Na tym się nie skończy. Revolut przeprowadzał niedawno wśród swoich klientów premium ankietę z pytaniem za jakie usługi byliby w stanie płacić jeszcze więcej. W planach jest pakiet Platinum, który kosztowałby 12 funtów brytyjskich miesięcznie lub 120 funtów rocznie (w przeliczeniu na złocisze byłoby to 60 zł miesięcznie).
Jakie usługi byłyby rozważane w tym pakiecie? Wszystko co w pakiecie premium (turbo przelewy do dowolnego banku na świecie bez spreadów, możliwość handlowania kryptowalutami oraz większe możliwości wypłacania pieniędzy z bankomatów) oraz dodatkowo kilka innych bonusów.

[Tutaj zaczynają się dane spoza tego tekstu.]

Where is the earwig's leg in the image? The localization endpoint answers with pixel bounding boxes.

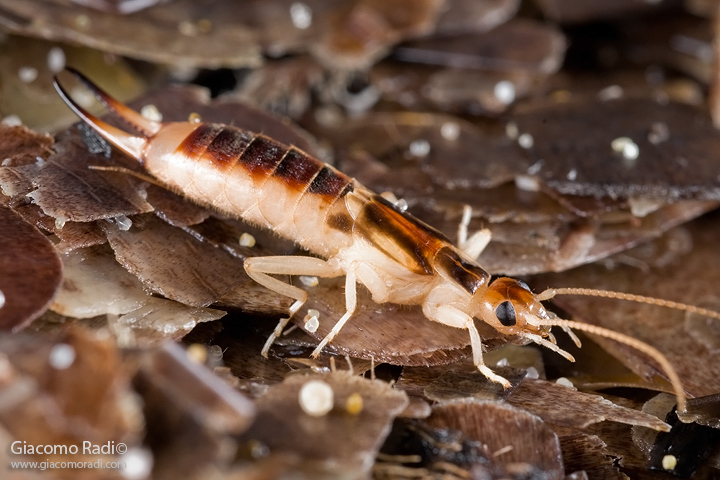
[311,269,357,358]
[457,205,491,259]
[243,256,344,356]
[423,296,511,388]
[457,205,472,246]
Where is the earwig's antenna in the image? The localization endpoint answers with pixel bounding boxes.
[530,315,687,413]
[532,285,720,413]
[537,287,720,321]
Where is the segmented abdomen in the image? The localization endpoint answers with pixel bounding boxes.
[146,123,358,257]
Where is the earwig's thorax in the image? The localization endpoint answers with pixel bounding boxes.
[472,277,551,336]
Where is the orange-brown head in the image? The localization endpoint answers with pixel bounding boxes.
[472,277,551,336]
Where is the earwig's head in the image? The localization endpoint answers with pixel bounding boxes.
[472,277,551,336]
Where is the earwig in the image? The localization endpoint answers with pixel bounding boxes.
[54,68,720,413]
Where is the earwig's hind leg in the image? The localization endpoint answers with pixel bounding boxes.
[457,205,491,259]
[243,256,344,357]
[423,295,511,388]
[311,269,357,358]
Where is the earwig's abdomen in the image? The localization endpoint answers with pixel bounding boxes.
[144,122,357,257]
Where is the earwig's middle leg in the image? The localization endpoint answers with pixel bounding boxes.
[243,255,344,357]
[457,205,491,260]
[311,269,358,358]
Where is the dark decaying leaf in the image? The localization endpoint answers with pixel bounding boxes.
[396,19,566,75]
[434,0,520,35]
[1,129,153,222]
[533,0,678,24]
[0,205,62,330]
[426,400,565,479]
[0,328,144,470]
[513,97,720,201]
[131,342,256,480]
[103,214,276,309]
[559,433,627,480]
[0,0,261,69]
[144,186,209,228]
[311,0,444,70]
[239,372,408,476]
[506,379,670,431]
[0,124,53,165]
[534,213,720,398]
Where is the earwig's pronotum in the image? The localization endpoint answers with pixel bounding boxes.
[54,69,720,413]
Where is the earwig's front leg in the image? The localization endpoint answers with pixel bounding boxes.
[243,256,344,356]
[423,294,511,389]
[457,205,491,260]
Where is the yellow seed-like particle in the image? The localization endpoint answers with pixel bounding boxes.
[345,392,363,415]
[662,454,677,471]
[186,343,207,364]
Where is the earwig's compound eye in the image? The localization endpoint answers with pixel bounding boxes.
[495,301,516,327]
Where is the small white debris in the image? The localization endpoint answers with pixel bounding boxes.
[178,20,198,36]
[248,440,269,459]
[505,122,519,140]
[494,80,516,105]
[555,377,574,388]
[518,133,534,149]
[18,66,38,83]
[70,86,96,109]
[628,197,663,217]
[395,198,408,212]
[75,14,91,29]
[0,289,5,309]
[115,215,133,231]
[54,215,67,230]
[299,276,319,287]
[440,121,460,141]
[566,169,577,181]
[140,104,163,122]
[304,309,320,333]
[409,139,431,157]
[597,84,623,101]
[515,174,541,192]
[527,160,543,175]
[662,454,677,471]
[525,366,540,379]
[239,232,256,247]
[611,137,639,161]
[648,121,669,145]
[299,379,334,416]
[1,115,22,127]
[48,343,76,370]
[47,47,66,73]
[290,2,313,29]
[35,156,45,166]
[121,448,153,480]
[495,358,510,367]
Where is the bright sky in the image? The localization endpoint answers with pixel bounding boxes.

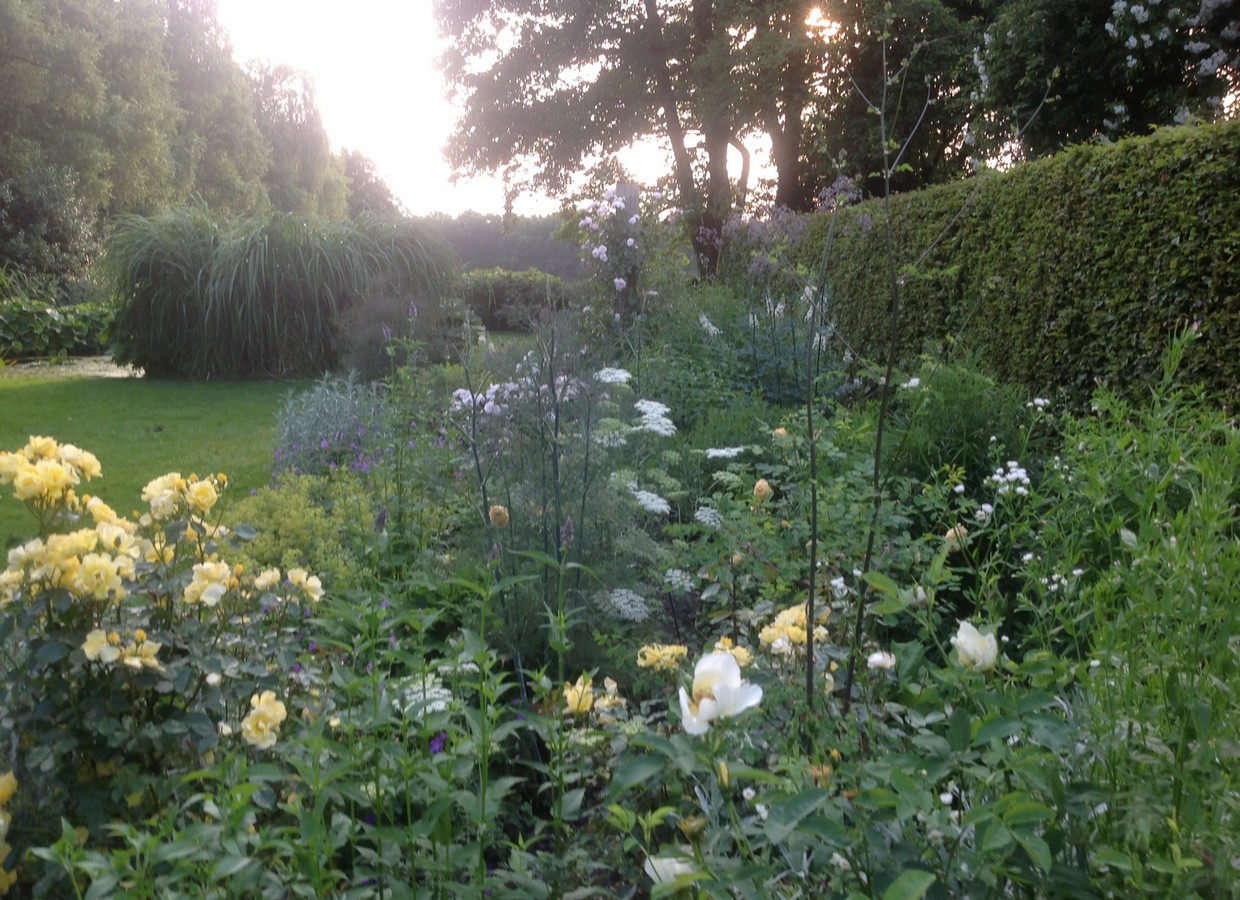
[214,0,555,217]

Wśród nich Revolut rozważa prestiżowe, metalowe karty z funkcją zbliżeniową, 1% cashbacku wypłacanego kryptowalutami za każdą transakcję kartą poza krajem „domowym” oraz 0,1% krypto-cashbacku przy transakcjach w swoim kraju. Do tego saloniki lotniskowe za friko lub z niewielką dopłatą oraz concierge.
Ciekaw jestem czy Revolut zdoła skonwertować choćby część swoich użytkowników na wariant premium lub – w przyszłości – platynowy. Od tego, tak naprawdę, zależy los tego fintechu, bo oferowanie zupełnie za darmo usług niedostępnych w bankach nawet za pieniądze to nie jest to, co finansowe misie lubią najbardziej.